Two of the old-timers, sisters Georgia and Maria from ’73, ’74, and ’75, had rushed in. “Miss Tuesday! We had to come back. We’re here to help. What can we do?” Spike handed them aprons and now they baked pizza and doctored hot dogs, alongside Ernie, another old-timer from—oh, let’s see, ’68 and ’69—yes, because he’d fried half his brain in San Francisco during the Summer of Love. His parents yanked him back home and asked Tuesday to give him a job.“He needs responsibility. Don’t go easy on him. Make him do his job, show up on time.”

Ernie turned out to be one of the best hires in her Starlight career. Then the war in ’Nam got him for a year, but he’d matured, became a leader, graduated college, and now ran a successful cleaning business in Jackson, Mississippi.

“I got my work ethic from the Starlight, Tuesday, mopping and sweeping. Spike, hand me a broom! Is that little Georgia Zimmerman? Hey, and Maria!”

Tuesday added a ten a.m. session and still had skaters lined around the rink all day. Dupree came every night, laced up his old black boots, donned a whistle, and served as floor guard.

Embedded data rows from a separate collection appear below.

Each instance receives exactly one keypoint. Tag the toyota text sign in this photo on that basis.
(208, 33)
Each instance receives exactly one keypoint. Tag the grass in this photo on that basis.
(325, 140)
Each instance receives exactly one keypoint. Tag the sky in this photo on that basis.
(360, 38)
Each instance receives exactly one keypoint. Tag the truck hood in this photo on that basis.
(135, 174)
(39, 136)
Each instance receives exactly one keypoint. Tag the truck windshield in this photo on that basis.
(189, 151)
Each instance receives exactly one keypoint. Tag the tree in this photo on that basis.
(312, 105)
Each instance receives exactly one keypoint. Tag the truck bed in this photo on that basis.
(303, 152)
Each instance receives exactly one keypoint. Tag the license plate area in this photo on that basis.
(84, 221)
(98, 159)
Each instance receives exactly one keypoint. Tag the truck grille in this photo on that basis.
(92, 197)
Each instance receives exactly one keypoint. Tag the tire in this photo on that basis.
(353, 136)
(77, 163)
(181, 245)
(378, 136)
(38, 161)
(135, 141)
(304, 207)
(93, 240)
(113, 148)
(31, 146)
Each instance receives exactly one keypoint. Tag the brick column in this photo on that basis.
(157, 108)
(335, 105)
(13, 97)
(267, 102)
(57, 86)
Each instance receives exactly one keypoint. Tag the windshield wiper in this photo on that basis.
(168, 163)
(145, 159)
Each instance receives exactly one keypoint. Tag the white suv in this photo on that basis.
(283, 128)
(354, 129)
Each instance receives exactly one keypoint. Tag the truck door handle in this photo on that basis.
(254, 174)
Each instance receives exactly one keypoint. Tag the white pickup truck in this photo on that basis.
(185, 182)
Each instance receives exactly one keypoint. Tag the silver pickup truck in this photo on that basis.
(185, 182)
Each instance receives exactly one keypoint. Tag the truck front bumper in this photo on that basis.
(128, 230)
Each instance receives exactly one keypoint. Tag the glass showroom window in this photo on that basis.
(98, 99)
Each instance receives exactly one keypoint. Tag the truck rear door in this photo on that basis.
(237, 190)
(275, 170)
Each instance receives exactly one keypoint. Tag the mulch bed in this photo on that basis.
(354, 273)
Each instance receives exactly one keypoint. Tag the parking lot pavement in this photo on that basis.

“Ma, did you see?” Dupree rolled behind the ticket booth for a sip of his drink. “Griff and Joannie are here, and Dennis too.” Classmates of Dup’s from high school and some of his best friends.

Griff and Joannie were proof the Starlight was a place for miracles. High school sweethearts who broke up for good right before graduation, then loathed each other all through college. One summer, while home on vacation, they met up at the rink. He asked her to couple’s skate, and since he was the only boy in the place that night who knew how to do more than hold hands and go ’round and ’round, she said yes, eager to refresh her dance skills.

He kissed her when the song ended—Tuesday witnessed the whole thing—and now they were the parents of three, grandparents of ten.

Dennis never married, but Dup said, “He’s skated with KathleenDiMarco three times, and I saw them at the Blue Plate the other night.”

“What about you, son? Is there a love for you?” Tuesday said.

“Don’t know, Ma. It might take a miracle, but if she’s out there, she’ll come to the Starlight.” With that, he returned to the floor, blowing his whistle on a couple of speedsters.

“She better come before Labor Day weekend,” Tuesday whispered to herself with a glance at Immanuel. If He planned on saving the Starlight, He was taking His sweet time.

Harry stopped asking Tuesday for the deed. Yesterday he asked her to sign some papers so he could“just go ahead and give you the moneyfor the rink.”

“No thanks,”she’d said.“I’ll wait until the bitter end.”

She wished she had the deed just to show off how how fancy and regal it was bearing the prince’s signature. But LJ had taken its whereabouts to a watery grave.

A man and a woman about Dupree’s age approached the ticket booth. “We’re looking for Tuesday Knight.”

“You’re talking to her, but I’m afraid we’re at capacity for this session, and the line for the next is a mile long.”

“No, no, we don’t want tickets. Not right now. We’re Sissy and Mikey, children of a couple you helped out during the Depression, Norvel and Elise Brandley. You put us up in the back room and fed us for a week.”

“My mother was on the verge of a nervous breakdown,” Sissy added, “and my father, well, he may have walked into the ocean if you’d not let us harbor at the Starlight.”

“I remember you.” Tuesday came around the booth and embraced them. Sissy held her tight, and Mikey, a big strapping man in his fifties, rested his head on her shoulder for a long, long moment. “Look at you now,” Tuesday said. “Are you married, with children and grandchildren?”